Streaming support for Ray actors

How severe does this issue affect your experience of using Ray?

  • Medium: It contributes to significant difficulty to complete my task, but I can work around it.

Ray provides a great class RayGenerator (Ray Generators — Ray 2.42.1), which allows to run code as follows:

import asyncio

@ray.remote
def task():
    for i in range(5):
        time.sleep(1)
        yield i


async def main():
    async for ref in task.remote():
        print(await ref)

asyncio.run(main())

Ray Also provides dynamic generators (Dynamic generators — Ray 2.42.1), but, they are not supported by actors and do not provide async support

Ray serve provides streaming responses (Serve a Chatbot with Request and Response Streaming — Ray 2.42.1), which is exactly what I am looking for.

Is there a chance to add streaming support for Ray actors or can you suggest the way to implement such functionality?

Hmm, it should be supported in actors right?

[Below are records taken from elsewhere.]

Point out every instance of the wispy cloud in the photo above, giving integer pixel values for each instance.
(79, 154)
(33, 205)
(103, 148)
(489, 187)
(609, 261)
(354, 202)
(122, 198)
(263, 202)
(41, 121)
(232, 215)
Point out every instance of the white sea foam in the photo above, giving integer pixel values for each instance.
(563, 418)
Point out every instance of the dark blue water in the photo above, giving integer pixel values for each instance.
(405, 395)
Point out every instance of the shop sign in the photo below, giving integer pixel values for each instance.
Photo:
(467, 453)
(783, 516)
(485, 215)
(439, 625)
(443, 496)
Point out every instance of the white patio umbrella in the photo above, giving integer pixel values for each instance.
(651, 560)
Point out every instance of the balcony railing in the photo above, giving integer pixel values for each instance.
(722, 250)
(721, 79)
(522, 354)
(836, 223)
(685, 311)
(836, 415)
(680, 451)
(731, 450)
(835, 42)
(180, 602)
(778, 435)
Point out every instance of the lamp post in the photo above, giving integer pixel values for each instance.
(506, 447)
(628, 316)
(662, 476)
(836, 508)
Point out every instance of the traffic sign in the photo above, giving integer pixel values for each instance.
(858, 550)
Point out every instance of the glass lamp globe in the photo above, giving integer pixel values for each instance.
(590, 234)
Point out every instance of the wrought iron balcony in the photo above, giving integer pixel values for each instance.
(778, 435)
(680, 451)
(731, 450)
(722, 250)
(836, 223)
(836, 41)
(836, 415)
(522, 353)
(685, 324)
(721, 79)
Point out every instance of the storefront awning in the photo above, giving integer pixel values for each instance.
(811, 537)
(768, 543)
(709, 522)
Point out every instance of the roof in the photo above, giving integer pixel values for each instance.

https://docs.ray.io/en/latest/ray-core/ray-generator.html#generator-from-actor-tasks

generators are, but dynamic generators no. As a result streaming, similar to Ray serve, is not supported

Can you help define what is “dynamic generators”?

Hi @blublinsky,

streaming generator is supported by actors: Ray Generators — Ray 2.42.1

The reference to documentation is above Dynamic generators — Ray 2.42.1. In simple terms, it allows to return back an AsyncGenerator, that can be used outside of the actor that recieved it.

Dynamic generator != ray generator

@blublinsky Can you share exactly a code snippet, specifically in the context of an actor, for what you want to achieve? Pseudocode/code that doesn’t work is fine.

I think the confusion on our side is that I don’t think we’ve intentionally named it differently to distinguish between generator vs dynamic generator.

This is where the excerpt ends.